George Tenet, his own CIA director, assured him that the case was “a slam dunk.” This phrase would later become notorious, but in using it, Tenet had the backing of all fifteen agencies involved in gathering intelligence for the United States. In the National Intelligence Estimate (NIE) of 2002, where their collective views were summarized, one of the conclusions offered with “high confidence” was that



Iraq is continuing, and in some areas expanding its chemical, biological, nuclear, and missile programs contrary to UN resolutions.



Michael Ledeen, another very fine upstanding credible and rational individual swore up and down that the Iraq uranium claim was accurate suddenly had an about face when the facts don’t fit his outlook of the world.



We can’t forget David Wurmser, a man who is tied to John Bolton, Dick Cheney, the PNAC, Paul Wolfowitz , Chalabi and the American Enterprise Institute. Oh yeah, he has also been investigated for espionage related to passing information along to Israel, wrote an article about overthrowing Saddam in 1997, and most importantly, was one of the most important people when it came to the “disinformation campaign” about Iraq after 9/11:

Just after September 11, 2001, Feith and Rhode recruited David Wurmser, the director of Middle East studies for AEI, to serve as a Pentagon consultant.
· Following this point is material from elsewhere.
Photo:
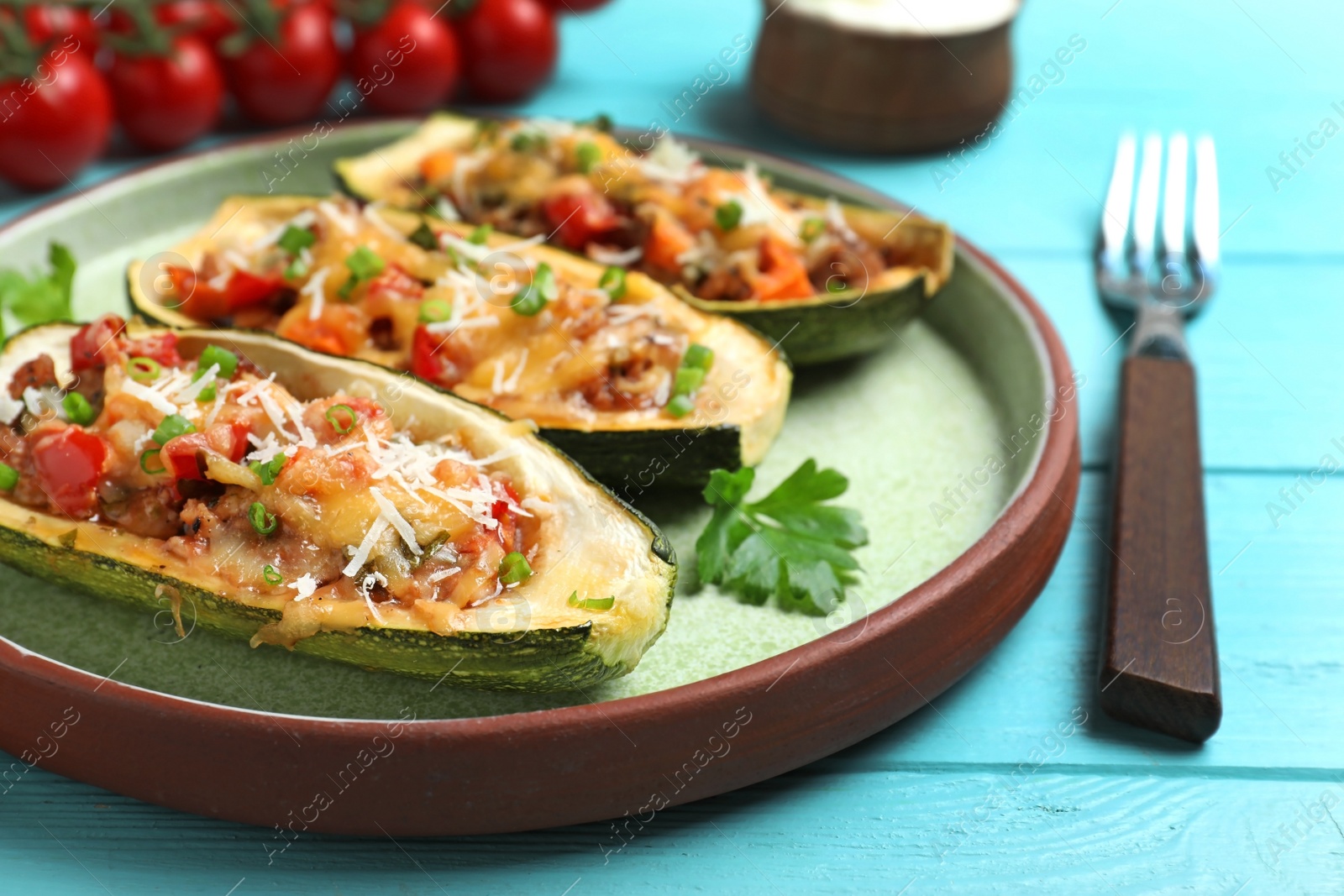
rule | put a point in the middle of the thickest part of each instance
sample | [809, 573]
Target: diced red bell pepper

Wurmser would be the founding participant of the unnamed, secret intelligence unit at the Pentagon, set up in Feith's office, which would be the nucleus of the Defense Department's Iraq disinformation campaign that was established within weeks of the attacks in New York and Washington. While the CIA and other intelligence agencies concentrated on Osama bin Laden's Al Qaeda as the culprit in the 9/11 attacks, Wolfowitz and Feith obsessively focused on Iraq. It was a theory that was discredited, even ridiculed, among intelligence professionals. Daniel Benjamin, co-author of The Age of Sacred Terror, was director of counterterrorism at the National Security Council in the late 1990s. "In 1998, we went through every piece of intelligence we could find to see if there was a link between Al Qaeda and Iraq," he says. "We came to the conclusion that our intelligence agencies had it right: There was no noteworthy relationship between Al Qaeda and Iraq. I know that for a fact." Indeed, that was the consensus among virtually all anti-terrorism specialists.

In short, Wurmser, backed by Feith and Rhode, set out to prove what didn't exist.



And what did the man who had so much to do with getting the public to believe the lies about Iraq have to say about this NIE?
"One has to look at the agendas of the primary movers of this report, to judge how much it can really be banked on," said David Wurmser, a former Middle East adviser to Vice President Dick Cheney, who has worked with the report authors.


Actually, that may break the John Bolton record for the irony/unintentional comedy meter.



In all this hemming and hawing about how the 2007 NIE on Iran is “poorly supported”, “controversial”, “politically motivated”, “questionable” or whatever other negative adjective that the right wing warmongers can conjure up, one thing is clear:



They were all for the NIE findings before they were against them.